An ageing prison population in the UK means jails are increasingly in demand of adaptations and mobility equipment to cater for elderly inmates.
One prison in County Durham, HMP Frankland, has installed specially adapted cells and showers for its elderly and disabled inmates.
More than a third of the prison’s population is over 50 and 35% have one or more registered disability.
Smaller items such as walking frames, thermal underwear, wedge pillows and chair raisers are also provided to inmates, according to a report published yesterday.
The Independent Monitoring Board (IMB) said that it was “pleasing” to see that a stairlift had also been installed to enable prisoners with mobility issues to access library and education facilities.

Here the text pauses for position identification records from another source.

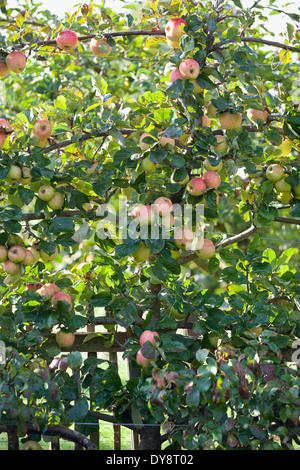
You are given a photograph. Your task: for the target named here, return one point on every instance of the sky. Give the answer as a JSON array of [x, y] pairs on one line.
[[276, 23]]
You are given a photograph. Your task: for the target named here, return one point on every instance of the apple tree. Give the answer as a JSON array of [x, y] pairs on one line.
[[112, 125]]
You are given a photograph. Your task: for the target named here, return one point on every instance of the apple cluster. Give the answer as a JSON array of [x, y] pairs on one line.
[[146, 336], [16, 256], [66, 41], [64, 339]]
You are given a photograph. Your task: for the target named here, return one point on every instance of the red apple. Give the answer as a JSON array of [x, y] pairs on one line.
[[61, 296], [148, 335], [67, 40], [16, 253], [196, 186], [42, 129], [189, 68], [212, 179], [16, 61], [65, 339], [163, 206], [174, 30], [100, 47], [230, 121]]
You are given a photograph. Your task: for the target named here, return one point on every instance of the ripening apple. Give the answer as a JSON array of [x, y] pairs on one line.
[[100, 47], [35, 252], [174, 30], [282, 186], [247, 196], [14, 174], [144, 145], [297, 191], [16, 253], [205, 248], [183, 237], [5, 125], [2, 140], [16, 61], [31, 445], [196, 186], [33, 286], [67, 40], [175, 75], [285, 148], [176, 314], [221, 145], [285, 197], [142, 253], [29, 259], [57, 201], [148, 165], [46, 192], [182, 182], [3, 254], [46, 257], [230, 121], [162, 206], [143, 214], [48, 289], [4, 70], [141, 359], [211, 110], [167, 221], [61, 297], [255, 114], [65, 339], [165, 140], [212, 179], [274, 172], [210, 167], [42, 129], [148, 335], [12, 268], [205, 121], [189, 69]]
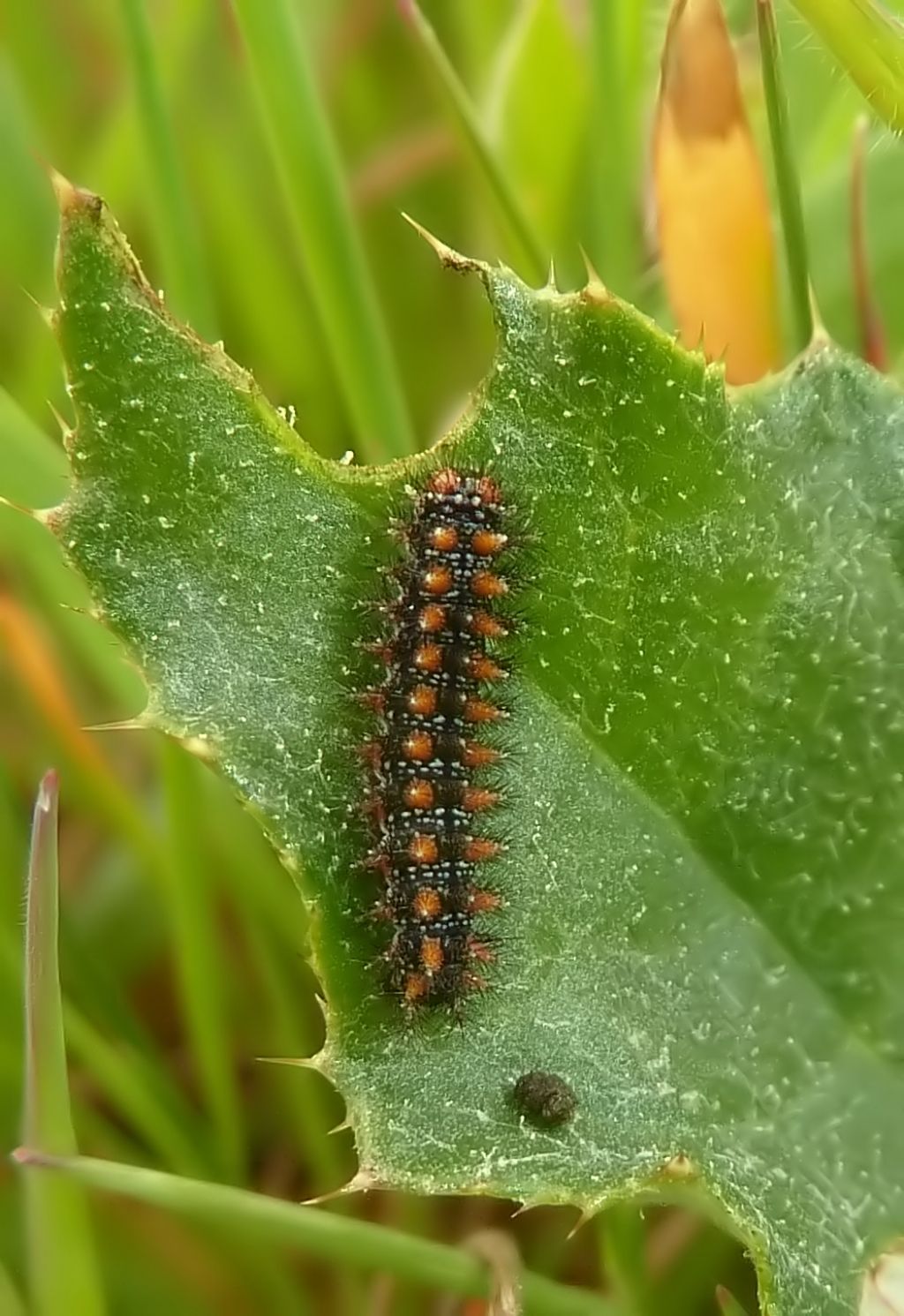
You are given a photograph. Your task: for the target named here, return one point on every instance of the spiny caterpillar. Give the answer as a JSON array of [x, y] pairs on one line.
[[428, 787]]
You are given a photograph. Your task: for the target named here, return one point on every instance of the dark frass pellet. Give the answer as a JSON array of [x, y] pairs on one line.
[[544, 1099]]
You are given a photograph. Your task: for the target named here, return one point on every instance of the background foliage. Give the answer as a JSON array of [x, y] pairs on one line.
[[182, 938]]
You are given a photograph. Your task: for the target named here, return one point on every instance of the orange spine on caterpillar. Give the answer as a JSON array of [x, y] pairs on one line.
[[428, 795]]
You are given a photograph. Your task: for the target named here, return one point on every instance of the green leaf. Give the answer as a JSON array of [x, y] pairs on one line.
[[704, 795]]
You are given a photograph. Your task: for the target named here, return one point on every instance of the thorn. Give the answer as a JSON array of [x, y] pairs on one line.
[[128, 724], [66, 431], [48, 313], [586, 1214], [681, 1168], [200, 747], [31, 1155], [448, 257], [69, 196], [592, 276], [20, 507], [359, 1182], [314, 1062]]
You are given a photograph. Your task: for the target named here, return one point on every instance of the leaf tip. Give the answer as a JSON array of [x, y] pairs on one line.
[[72, 199], [48, 791]]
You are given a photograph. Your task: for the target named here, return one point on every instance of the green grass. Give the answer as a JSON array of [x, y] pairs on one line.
[[260, 157]]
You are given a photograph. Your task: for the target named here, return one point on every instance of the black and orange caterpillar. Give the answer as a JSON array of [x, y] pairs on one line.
[[428, 795]]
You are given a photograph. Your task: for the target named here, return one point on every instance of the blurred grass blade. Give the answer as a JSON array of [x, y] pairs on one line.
[[728, 1305], [872, 332], [786, 176], [869, 42], [31, 463], [321, 1233], [11, 1303], [330, 248], [203, 975], [185, 258], [614, 245], [712, 207], [475, 139], [624, 1251], [32, 661], [62, 1267], [534, 116]]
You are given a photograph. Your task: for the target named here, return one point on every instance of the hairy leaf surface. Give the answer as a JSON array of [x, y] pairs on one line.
[[704, 793]]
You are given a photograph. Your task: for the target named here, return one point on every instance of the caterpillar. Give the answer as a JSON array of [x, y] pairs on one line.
[[434, 748]]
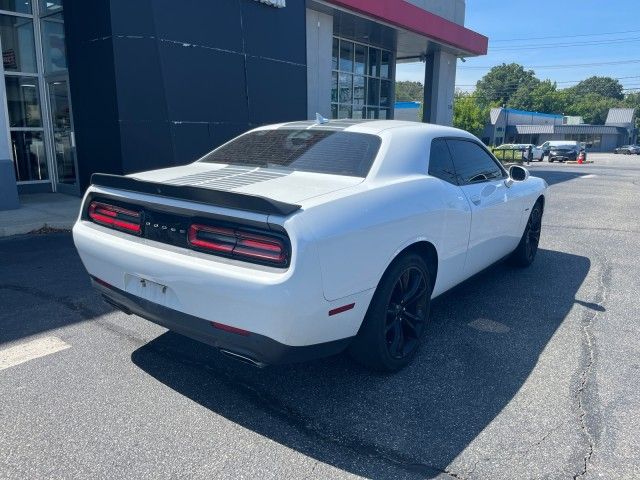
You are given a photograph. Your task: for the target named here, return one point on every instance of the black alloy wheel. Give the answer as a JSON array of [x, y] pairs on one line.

Aside from new mobility equipment, there are regular activities for older prisoners, including weekly sessions run by Age UK.
In January, the IMB said that more needs to be done to cater for inmates with limited mobility.
It recommended more appropriate accommodation, for example ground floor cells, and special equipment to be installed.
The watchdog’s report on HMP Brixton said that elderly inmates need to be placed in prisons with larger, more accessible cells.
However, in August 2018 a prison in Lincolnshire was criticised by the national and local press for its investments in bariatric mobility scooters, which can cost up to £8,000 each, to help overweight inmates get around the facility.
Nevertheless, the various investments in prisons across the country and recommendations by watchdogs suggest that jails could increasingly become a focus for mobility providers in coming years.